Windows Server 2008 : Planning for System Recoverability and Availability

12/1/2012 4:39:00 PM

When you deploy essential servers, such as domain controllers, Web servers, and database servers, you need to plan how to design the system for recoverability in the event of server failure. In the case of a domain controller, you should plan to use Windows Server Backup (or another backup application) to back up the Active Directory Domain Services (AD DS) database. With Web servers and other application servers that need to support many users, you can use Network Load Balancing (NLB). For database servers, mail servers, and other application servers that use a shared database, you can use failover clustering to support recoverability and service availability.

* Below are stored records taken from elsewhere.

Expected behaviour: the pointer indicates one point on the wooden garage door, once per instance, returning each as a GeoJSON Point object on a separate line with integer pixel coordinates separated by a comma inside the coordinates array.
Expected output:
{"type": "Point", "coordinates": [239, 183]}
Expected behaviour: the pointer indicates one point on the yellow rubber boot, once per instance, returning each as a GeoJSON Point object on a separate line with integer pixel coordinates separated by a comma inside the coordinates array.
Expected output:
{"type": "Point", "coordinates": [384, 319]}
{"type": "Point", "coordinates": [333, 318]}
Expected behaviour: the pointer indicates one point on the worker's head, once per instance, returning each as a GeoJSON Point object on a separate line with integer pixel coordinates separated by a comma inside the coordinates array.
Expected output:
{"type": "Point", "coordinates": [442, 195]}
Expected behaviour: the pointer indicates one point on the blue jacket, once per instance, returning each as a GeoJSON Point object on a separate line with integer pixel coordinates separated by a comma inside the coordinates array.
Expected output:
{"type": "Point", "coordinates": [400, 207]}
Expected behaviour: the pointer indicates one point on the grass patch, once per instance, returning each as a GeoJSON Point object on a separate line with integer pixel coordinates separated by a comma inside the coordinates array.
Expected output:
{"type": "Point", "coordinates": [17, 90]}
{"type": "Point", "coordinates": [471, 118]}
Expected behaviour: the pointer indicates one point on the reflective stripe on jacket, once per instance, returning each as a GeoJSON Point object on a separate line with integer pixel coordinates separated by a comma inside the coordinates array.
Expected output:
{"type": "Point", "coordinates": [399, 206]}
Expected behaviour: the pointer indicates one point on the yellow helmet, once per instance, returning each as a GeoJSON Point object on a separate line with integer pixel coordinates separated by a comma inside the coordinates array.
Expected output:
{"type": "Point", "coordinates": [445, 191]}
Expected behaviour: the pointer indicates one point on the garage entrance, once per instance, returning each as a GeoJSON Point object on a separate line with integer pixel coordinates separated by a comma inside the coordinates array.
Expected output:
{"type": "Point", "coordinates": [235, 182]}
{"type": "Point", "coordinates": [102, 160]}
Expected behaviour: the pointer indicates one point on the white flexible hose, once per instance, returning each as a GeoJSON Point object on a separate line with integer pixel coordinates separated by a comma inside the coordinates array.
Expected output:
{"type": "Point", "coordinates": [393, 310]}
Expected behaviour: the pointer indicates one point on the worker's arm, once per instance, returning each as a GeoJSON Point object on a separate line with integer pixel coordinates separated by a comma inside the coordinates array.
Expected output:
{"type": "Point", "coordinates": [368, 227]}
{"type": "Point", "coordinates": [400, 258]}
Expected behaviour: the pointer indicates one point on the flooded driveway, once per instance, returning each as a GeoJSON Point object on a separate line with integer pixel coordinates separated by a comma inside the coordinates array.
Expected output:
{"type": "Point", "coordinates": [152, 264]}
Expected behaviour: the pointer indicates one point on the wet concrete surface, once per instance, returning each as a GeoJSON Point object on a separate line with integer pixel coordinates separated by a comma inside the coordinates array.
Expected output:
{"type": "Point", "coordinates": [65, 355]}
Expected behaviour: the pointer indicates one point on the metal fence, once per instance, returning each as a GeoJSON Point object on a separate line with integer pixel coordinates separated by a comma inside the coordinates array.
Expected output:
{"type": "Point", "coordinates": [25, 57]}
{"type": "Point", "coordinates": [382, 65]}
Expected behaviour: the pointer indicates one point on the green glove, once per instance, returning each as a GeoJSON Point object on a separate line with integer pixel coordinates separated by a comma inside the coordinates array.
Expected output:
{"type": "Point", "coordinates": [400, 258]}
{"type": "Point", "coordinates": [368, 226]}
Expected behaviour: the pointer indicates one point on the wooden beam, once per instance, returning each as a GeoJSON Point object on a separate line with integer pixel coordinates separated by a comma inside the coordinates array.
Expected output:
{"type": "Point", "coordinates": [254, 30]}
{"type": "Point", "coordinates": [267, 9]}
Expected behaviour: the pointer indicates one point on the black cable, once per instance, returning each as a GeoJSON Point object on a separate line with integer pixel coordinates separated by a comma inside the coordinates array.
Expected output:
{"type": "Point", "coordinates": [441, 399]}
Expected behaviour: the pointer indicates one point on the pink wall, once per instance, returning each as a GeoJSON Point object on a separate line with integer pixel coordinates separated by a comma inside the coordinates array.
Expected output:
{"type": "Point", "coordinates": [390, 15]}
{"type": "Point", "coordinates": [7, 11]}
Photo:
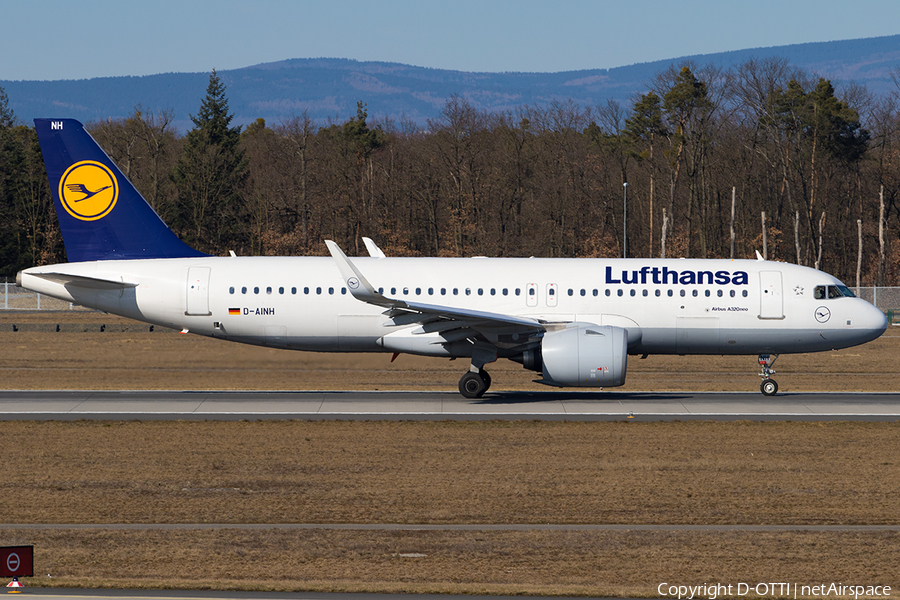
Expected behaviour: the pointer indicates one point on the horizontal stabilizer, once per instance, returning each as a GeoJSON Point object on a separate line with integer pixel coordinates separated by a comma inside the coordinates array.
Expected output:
{"type": "Point", "coordinates": [94, 283]}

Planning AD DS Maintenance and Recovery Procedures

Before you deploy Windows Server 2008 domain controllers, you need to plan AD DS maintenance and recovery procedures, such as backing up and restoring the AD DS database (Ntds.dit), defragmenting the AD DS database, and seizing operations master roles.

Planning for AD DS Backup

Before you install Windows Server 2008 on a computer you plan to deploy as a domain controller, you should design the storage of that server in a way that best suits its recoverability. Specifically, for each domain controller you should store operating system files, the Active Directory database (Ntds.dit), and the SYSVOL directory all on separate volumes that do not contain other user, operating system, or application data.

The actual backup procedure for AD DS is different in Windows Server 2008 than it is for earlier versions of Windows Server. In Windows Server 2008 you must back up critical volumes on a domain controller rather than backing up only the system state data.

Critical volumes are those that contain the following data:

The volume that hosts the boot files, which consists of the Bootmgr file and the BCD store
The volume that hosts the Windows operating system and the Registry
The volume that hosts the SYSVOL directory
The volume that hosts the Active Directory database (Ntds.dit)
The volume that hosts the Active Directory database log files

Windows Server Backup and Wbadmin

Windows Server 2008 includes a new backup application named Windows Server Backup and an associated command-line tool named wbadmin. These features are not installed by default. You must install them by using the Add Features option in Server Manager.

Note: You cannot back up FAT volumes or partial volumes

Only NTFS-volumes on locally attached disks can be backed up by using Windows Server Backup. In addition, you cannot use Windows Server Backup to back up selected files or folders; you can back up only entire volumes.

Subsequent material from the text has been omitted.